La prise intentionnelle pour cibles de civils et de biens à caractère civil palestiniens peut s’apparenter à un crime de guerre. Il a en effet été confirmé par la Haut-commissaire aux droits de l’Homme de l’ONU qu’il existait une forte probabilité que les actions des forces armées israéliennes puissent s’apparenter à des crimes de guerre.

Les violations commises par Israël à la fois dans le cadre des hostilités en cours dans la bande de Gaza et pendant l’opération militaire israélienne menée en Cisjordanie, dont le nom de code est « Gardien de nos frères », sont représentatives des 47 années d’occupation par Israël. Depuis le début de l’occupation, une culture de l’impunité profondément ancrée prévaut en Israël et l’UE, à maintes reprises, n’est pas parvenue à faire valoir la justice et le droit international par le biais de ses relations avec Israël.

Dans les dernières conclusions du Conseil des affaires étrangères de l’UE, tout comme dans la déclaration conjointe au nom de l’UE du 3 Août 2014 et dans la résolution du Parlement européen du 17 juillet 2014, l’UE et ses États membres se sont à nouveau abstenus d’identifier et de condamner clairement les violations du droit international commises par Israël. Condamnant fermement les tirs aveugles de roquettes vers Israël par le Hamas et d’autres groupes militants, ils n’ont pas su  condamner les attaques aveugles et disproportionnées d’Israël avec la même fermeté. Pire encore, l’UE n’a pas explicitement reconnu que les actions d’Israël blessaient et tuaient directement des civils palestiniens. Ce mépris des violations du droit international commises par Israël a été renforcé par la référence juridiquement erronée du « droit de légitime défense » d’Israël ; un droit auquel Israël ne peut prétendre dans la mesure où les hostilités ont éclaté dans le contexte d’un conflit armé déjà en cours et dans le cadre de l’occupation[3].

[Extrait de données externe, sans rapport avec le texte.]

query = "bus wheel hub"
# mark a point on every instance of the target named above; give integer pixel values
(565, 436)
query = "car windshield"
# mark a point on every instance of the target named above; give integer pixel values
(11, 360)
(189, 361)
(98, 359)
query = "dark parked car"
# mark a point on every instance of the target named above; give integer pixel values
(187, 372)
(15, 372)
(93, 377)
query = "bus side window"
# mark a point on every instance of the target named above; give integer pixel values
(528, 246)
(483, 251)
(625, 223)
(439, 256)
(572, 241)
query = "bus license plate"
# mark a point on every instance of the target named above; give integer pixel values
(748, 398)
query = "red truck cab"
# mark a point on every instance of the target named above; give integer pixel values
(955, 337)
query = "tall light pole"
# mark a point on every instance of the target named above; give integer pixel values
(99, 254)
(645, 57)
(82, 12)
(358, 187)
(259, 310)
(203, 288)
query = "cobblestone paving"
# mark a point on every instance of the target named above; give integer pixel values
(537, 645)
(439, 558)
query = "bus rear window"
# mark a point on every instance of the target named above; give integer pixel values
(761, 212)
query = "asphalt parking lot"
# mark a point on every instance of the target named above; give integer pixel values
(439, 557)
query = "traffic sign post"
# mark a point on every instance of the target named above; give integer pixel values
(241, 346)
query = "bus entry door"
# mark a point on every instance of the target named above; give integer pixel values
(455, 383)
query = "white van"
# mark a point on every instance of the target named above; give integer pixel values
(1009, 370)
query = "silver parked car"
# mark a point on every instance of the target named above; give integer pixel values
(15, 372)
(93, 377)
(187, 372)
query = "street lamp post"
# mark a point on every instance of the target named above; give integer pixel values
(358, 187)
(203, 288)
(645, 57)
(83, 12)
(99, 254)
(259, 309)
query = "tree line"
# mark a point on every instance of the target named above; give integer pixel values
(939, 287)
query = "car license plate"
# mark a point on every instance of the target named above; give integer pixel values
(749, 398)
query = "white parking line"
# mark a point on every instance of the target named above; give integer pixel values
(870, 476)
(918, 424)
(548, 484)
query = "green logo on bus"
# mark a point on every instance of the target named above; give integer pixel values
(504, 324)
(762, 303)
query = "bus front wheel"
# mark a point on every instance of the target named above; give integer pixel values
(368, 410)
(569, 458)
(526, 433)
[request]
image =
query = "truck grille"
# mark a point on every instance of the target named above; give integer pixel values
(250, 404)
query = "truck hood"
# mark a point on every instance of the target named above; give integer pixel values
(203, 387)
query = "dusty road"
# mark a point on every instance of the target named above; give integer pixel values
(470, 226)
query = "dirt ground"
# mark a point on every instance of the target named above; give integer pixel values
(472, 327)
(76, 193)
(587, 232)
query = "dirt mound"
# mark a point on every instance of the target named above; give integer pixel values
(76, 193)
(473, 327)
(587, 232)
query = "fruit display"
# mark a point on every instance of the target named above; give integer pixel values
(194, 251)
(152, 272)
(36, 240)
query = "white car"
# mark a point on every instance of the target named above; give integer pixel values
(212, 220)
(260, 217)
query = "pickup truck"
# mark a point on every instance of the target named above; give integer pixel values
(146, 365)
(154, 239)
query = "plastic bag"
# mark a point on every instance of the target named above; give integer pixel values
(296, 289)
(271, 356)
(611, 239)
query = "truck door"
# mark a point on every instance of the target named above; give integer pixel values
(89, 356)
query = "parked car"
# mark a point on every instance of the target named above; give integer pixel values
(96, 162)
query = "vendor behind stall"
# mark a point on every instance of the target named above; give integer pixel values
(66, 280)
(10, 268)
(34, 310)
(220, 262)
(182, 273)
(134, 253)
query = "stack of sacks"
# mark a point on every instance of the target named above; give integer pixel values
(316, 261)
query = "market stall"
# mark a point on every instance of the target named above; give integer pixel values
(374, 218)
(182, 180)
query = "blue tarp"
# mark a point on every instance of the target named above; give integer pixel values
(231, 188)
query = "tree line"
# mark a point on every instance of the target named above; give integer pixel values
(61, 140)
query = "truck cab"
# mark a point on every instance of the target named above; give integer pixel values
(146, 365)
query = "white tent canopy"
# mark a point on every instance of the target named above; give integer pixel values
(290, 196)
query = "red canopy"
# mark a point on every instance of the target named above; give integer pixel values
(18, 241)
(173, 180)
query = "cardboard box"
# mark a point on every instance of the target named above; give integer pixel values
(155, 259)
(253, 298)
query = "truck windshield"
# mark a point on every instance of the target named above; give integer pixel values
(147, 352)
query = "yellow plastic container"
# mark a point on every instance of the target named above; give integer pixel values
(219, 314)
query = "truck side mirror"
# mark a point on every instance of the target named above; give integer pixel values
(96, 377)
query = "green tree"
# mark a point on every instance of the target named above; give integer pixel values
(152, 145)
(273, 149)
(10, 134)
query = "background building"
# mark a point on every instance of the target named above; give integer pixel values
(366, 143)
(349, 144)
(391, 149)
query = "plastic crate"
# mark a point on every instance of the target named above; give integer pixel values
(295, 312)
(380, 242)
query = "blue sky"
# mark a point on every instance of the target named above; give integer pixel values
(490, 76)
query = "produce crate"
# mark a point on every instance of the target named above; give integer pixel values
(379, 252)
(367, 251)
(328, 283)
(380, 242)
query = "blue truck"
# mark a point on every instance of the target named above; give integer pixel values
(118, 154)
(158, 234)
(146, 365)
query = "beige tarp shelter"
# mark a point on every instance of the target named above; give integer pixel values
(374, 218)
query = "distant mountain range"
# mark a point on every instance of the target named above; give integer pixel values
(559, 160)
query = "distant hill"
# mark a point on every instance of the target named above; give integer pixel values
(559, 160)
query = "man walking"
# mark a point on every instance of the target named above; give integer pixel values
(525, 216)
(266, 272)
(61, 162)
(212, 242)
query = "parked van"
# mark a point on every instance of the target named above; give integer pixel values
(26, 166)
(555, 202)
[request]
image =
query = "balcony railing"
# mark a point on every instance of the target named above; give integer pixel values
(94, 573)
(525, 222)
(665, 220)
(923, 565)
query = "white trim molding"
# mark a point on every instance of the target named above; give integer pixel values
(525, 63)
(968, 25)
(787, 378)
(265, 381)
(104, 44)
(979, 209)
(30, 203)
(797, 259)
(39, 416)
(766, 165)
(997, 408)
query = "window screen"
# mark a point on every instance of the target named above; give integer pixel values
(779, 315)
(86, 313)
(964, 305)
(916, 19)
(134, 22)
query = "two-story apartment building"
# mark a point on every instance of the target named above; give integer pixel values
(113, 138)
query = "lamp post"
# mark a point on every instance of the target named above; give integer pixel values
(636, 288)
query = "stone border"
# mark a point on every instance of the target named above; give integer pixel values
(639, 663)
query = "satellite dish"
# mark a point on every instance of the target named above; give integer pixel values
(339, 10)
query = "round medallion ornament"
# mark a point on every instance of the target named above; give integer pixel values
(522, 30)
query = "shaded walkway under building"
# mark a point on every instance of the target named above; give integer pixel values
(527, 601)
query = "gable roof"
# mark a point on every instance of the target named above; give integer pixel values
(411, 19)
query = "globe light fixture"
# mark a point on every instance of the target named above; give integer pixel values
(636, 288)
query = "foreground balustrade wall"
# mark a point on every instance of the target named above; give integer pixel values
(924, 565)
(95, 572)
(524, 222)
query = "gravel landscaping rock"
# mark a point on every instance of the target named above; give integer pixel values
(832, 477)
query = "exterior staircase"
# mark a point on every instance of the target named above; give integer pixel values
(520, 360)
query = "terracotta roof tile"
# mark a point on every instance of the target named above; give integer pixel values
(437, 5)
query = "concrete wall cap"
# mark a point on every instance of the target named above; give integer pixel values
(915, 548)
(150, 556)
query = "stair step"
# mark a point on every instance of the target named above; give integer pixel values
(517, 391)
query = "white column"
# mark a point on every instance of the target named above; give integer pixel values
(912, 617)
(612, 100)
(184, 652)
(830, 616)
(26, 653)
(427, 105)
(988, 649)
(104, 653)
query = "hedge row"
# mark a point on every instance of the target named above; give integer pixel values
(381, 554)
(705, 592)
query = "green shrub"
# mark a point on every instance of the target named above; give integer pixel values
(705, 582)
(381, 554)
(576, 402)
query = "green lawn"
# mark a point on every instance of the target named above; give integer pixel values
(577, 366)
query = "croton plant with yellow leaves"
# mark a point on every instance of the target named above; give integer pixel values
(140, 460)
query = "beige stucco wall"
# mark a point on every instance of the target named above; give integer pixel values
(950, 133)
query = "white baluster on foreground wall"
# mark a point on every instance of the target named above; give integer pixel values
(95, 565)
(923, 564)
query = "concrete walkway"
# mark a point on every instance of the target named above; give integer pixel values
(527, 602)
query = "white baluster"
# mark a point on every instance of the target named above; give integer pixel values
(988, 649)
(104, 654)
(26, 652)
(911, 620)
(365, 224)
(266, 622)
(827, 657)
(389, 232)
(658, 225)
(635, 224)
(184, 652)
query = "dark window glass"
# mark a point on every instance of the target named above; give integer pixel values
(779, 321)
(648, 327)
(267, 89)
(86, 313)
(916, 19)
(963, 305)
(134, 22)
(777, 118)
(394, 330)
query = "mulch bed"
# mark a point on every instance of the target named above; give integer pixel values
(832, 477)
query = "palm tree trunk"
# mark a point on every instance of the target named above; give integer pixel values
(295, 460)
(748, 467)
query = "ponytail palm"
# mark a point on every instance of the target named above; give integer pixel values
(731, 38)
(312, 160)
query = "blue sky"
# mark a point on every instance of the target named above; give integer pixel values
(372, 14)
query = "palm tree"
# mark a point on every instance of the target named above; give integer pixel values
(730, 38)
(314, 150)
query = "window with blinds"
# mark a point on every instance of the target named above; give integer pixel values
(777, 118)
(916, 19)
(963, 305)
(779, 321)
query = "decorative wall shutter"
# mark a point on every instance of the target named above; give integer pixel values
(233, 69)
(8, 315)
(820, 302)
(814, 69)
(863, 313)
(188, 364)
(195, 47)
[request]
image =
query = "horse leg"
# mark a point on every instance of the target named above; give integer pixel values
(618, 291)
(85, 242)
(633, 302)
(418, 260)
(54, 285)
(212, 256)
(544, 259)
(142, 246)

L’UE et ses États membres se sont également abstenus d’appeler à la conduite d’enquêtes ou au renvoi devant la justice des individus s’étant rendus coupables de violations du droit international. Dans le même temps le 23 juillet, aucun État membre de l’UE n’a voté en faveur de l’envoi d’une commission d’enquête mandatée par le Conseil des droits de l’Homme de l’ONU pour enquêter sur les violations du droit international. Ce vote rappelle malheureusement les positions des gouvernements de l’UE concernant la mise en place d’une mission d’enquête de l’ONU en 2009, ainsi que leur position sur les recommandations de cette même commission dans le sillage de l’opération Plomb Durci. L’UE et ses États membres doivent exiger la tenue d’enquêtes sur toutes les violations du droit international, y compris, mais pas uniquement, celles qui s’apparentent à un non-respect du caractère inviolable des locaux de l’ONU.

En plus de leur silence et de leur refus d’encourager le renvoi des coupables devant la justice, dans les conclusions du Conseil, l’UE et ses États membres découragent activement les Palestiniens à demander justice devant la Cour pénale internationale. Cette attitude est contraire aux principes censés étayer la politique extérieure de l’UE et à sa position commune sur la CPI.

Enfin, les conditions proposées dans les conclusions pour la reprise des négociations de paix ne respectent pas le droit international, dans la mesure l’UE et ses États membres se disent disposés à soutenir des échanges de terres et à reconnaître des modifications des frontières de 1967, tout en insinuant qu’une solution juste à la question des réfugiés est irréaliste. Cette attitude revient à nier la position centrale du respect du droit international dans la résolution de ce conflit, mais également des autres conflits. L’appel de l’UE au désarmement de toutes le parties à Gaza  plutôt qu’au respect du droit international est de plus irréaliste et peu constructif.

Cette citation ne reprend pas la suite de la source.